Email Request and Commitment Dataset

This site contains information and resources related to Andrew Lampert's email text segmentation and classification research.


Zebra
Email Image by m-c, licensed under Creative Commons

Annotated Email Dataset

Our dataset consists of text spans annotated in 1000 email messages drawn at random from the Enron email corpus. We use the database dump of the Enron corpus (219Mb) released by Andrew Fiore and Jeff Heer. This version of the corpus has been processed to remove duplicate messages and to normalise sender and recipient names, resulting in just over 250,000 email messages. No attachments are included. Our annotations are made by a single annotator.

You can download our dataset by filling out the dataset request form.

Dataset Structure

Our annotated dataset is available as a set of database tables that link back to the message data in the Fiore and Heer dataset. Our annotated dataset includes the following tables:

Annotationspans

This table contains the span annotations for the email text. It includes the following fields:
id
A unique id for each annotation record
messageid
The id of the message from which this annotated line is extracted
startoffset
The character offset from the beginning of the message body text at which the marked span begins.
endoffset
The character offset from the beginning of the message body text at which the marked span ends.
userid
The id of the annotator. In this , all annotations are made by two different annotators (userid=1 and 9).
datetime
Timestamp of when the annotation was recorded.
annvalue
The zone annotation, encoded as an integer. The label corresponding to the annotation value can be found in the spantypes table.
selectedtext
The text of the span that was highlighted and marked by the annotator.

Spantypes

This table contains the labels for each of the request and commitment categories that are applied to the highlighted email spans. It includes the following fields:
id
A unique id for each annotation type. These ids are the values stored in the annvalue field in the annotationspans table.
name
The name of each annotation type (e.g., Request Only, Request and Commitment, Phatic Commitment).
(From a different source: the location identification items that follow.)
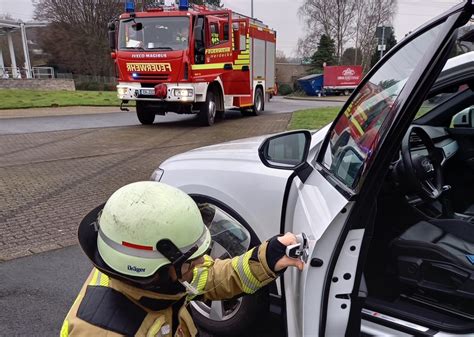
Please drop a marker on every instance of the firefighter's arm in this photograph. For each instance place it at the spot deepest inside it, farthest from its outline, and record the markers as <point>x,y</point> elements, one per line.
<point>245,274</point>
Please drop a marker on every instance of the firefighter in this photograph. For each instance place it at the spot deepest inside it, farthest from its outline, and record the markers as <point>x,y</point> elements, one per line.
<point>148,245</point>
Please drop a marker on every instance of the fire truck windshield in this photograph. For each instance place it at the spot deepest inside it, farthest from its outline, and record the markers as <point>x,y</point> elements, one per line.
<point>158,33</point>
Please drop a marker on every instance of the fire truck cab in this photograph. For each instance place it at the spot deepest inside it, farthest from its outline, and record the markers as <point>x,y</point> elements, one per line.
<point>194,59</point>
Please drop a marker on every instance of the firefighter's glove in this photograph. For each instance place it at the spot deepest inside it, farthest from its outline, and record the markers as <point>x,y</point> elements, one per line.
<point>276,256</point>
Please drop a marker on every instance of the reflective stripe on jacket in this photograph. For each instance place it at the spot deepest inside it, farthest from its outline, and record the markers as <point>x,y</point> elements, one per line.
<point>109,307</point>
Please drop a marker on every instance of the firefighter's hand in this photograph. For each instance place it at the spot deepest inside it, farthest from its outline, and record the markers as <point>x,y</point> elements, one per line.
<point>285,261</point>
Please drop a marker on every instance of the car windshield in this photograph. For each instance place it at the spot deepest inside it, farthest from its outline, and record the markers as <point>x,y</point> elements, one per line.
<point>357,130</point>
<point>162,33</point>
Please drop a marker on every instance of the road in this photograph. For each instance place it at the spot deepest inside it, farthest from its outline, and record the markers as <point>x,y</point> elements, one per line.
<point>118,119</point>
<point>53,171</point>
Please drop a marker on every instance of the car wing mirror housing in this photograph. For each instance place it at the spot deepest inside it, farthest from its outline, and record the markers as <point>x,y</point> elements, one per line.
<point>287,151</point>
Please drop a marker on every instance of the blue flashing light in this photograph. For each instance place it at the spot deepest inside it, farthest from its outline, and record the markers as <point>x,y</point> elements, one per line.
<point>183,5</point>
<point>130,6</point>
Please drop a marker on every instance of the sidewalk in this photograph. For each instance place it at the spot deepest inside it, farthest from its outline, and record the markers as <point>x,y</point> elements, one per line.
<point>60,111</point>
<point>339,99</point>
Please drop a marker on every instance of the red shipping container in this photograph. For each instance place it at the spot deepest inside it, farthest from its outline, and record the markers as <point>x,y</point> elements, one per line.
<point>342,76</point>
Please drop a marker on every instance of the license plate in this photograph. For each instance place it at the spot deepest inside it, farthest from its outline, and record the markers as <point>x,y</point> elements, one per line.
<point>147,92</point>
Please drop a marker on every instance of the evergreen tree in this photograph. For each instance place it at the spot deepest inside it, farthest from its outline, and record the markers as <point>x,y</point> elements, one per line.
<point>326,53</point>
<point>390,41</point>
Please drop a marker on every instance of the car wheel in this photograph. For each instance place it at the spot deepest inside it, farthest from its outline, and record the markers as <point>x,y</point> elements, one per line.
<point>236,316</point>
<point>232,317</point>
<point>145,116</point>
<point>207,114</point>
<point>258,103</point>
Bodies, Headers, Messages, People, Recipients

These tables contains the body text, recipient and other header information related to the annotated messages. Note that these tables are not included in our annotated dataset, but may be obtained from the Fiore and Heer version of the Enron corpus.

Creative Commons LicenseOur annotated data is licensed under a Creative Commons Attribution-Noncommercial 2.0 Generic License.


If you make use of any of these resources, please cite one of the following papers:

Andrew Lampert, Robert Dale and Cécile Paris (2010) - Detecting emails containing requests for action, In Proceedings of Human Language Technologies: The 2010 Annual Conference of the North American Chapter of the Association for Computational Linguistics Processing (HLT/NAACL 2010), pp. 984-992, Los Angeles, USA.
Andrew Lampert, Robert Dale and Cécile Paris (2008) - Requests and Commitments in Email are More Complex Than You Think: Eight Reasons to be Cautious, In Proceedings of Australasian Language Technology Association Workshop, pp. 64-72. Hobart, Australia.
Andrew Lampert, Robert Dale and Cécile Paris (2008) - The Nature of Requests and Commitments in Email Messages, In Proceedings of EMAIL-08: the AAAI Workshop on Enhanced Messaging, pp. 42-47, Chicago, USA.